The whole initiative emanated from so-called young educated elites who have been very busy forming an organisation to go back to their various home villages and by every possible means to rally support for APRC.
These youths are none other than members of Kiang West Youth Development Association who set out to mislead their own people.
Its formation began among the Kiang youths in various tertiary learning institutions in the country backed by the former APRC sponsored parliamentarian for Kiang West, Kalifa Kambi now the deputy minister of Agriculture.
The youths of Kiang should know that development should not be based on political loyalty. It is our right to benefit from any development.
Voting for a candidate or party as a result of threat to be deprived of development is not making a choice but political plunder.
The tax monies of the people of The Gambia, including people of Kiang; those residing in Kiang and other parts of the country is what is used for providing essential services like roads, electricity, water etc and not from any individual’s pocket.

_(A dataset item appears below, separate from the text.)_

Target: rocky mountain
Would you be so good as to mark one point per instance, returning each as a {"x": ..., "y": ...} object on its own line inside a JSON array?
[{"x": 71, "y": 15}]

The association is popularly known to be saying in its own term that “we have seen that Kiang has long been lagging behind in term of development and the situation is likely to continue under the Jammeh administration,” a situation they vowed to change.
Twenty-four members of the association acknowledged their loyalty to the APRC ruling party before the Gambian leader in a meeting held in the village of Nioro Jattaba during his country wide tour.
They went further to assist the president on his farm in Kanilai and mobilising each other to be more prepared for the November general election by obtaining voter’s card and pledged to cast their votes for the APRC.
Among the problems highlighted as grounds for throwing their weight behind APRC and the president include trekking or pedalling bicycles by many students at the Upper Basic School several kilometres to and from schools.
The current condition of old-time feeder roads according to students from the interior, is making it hard for them to keep their uniforms clean, which make them uncomfortable in school.
A female student said, she stops at Sankandi to clean up dust everyday to avoid being pointed fingers at by her school mates.
The situation is more noticeable on students attending Senior Secondary Schools owing it to the few numbers of Senior Schools in the LRR.
I think this disregard for development in the provincial villages is a phenomenon in the country.
It is left to the people of Kiang to make a good choice or accept conditionalities for development that is financed by their own tax money.